Ticketless – Imbrelev

cavaglion Grazie ad un vorticoso giro di mail, di richieste inevase, di buchi nell’acqua, riesco finalmente ad avere tra le mani un “Imbrelev” ovvero, per chi non lo sapesse, il mirabile “Piedmontese Essential Judaism” che nell’Ottocento tradusse dal francese il Professor Mario Tedeschi, Rabbino a Vercelli. Il suo vero titolo era “Preghiere d’un cuore israelita” (Imbrelev è la ruvida condensata traduzione in dialetto).
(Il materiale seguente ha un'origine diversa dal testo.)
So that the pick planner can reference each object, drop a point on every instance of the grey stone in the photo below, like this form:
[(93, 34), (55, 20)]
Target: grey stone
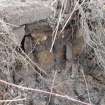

Entrava nelle case degli ebrei appena emancipati, proprio di tutti, fornendo loro in italiano, le principali preghiere, suddivise in capitoli: preghiere quotidiane, per le maggiori festività, preghiere di lutto, meditazioni speciali o, come si diceva allora, “pietà intima”. Dentro trovavi proprio tutto, anche la preghiera di “altra donna” che assiste al parto o la preghiera della donna che “sente” di essere madre o la preghiera della “rassegnazione nelle avversità” (molto consumata questa pagina nell’esemplare che ho ritrovato e, temo, non solo in questo). Nel lessico famigliare degli ebrei piemontesi, si sa, “Imbrelev”, al pari di “kadoglie”, è diventata una parola-chiave, di cui si assapora il gusto pronunciandola, quasi mangiandola, simile alla gioia che si prova gustando quei dolci di mandorle che si fabbricano nell’astigiano: un concentrato di noci, moscato, miele, nocciole, zucchero a velo, pistacchi, cannella.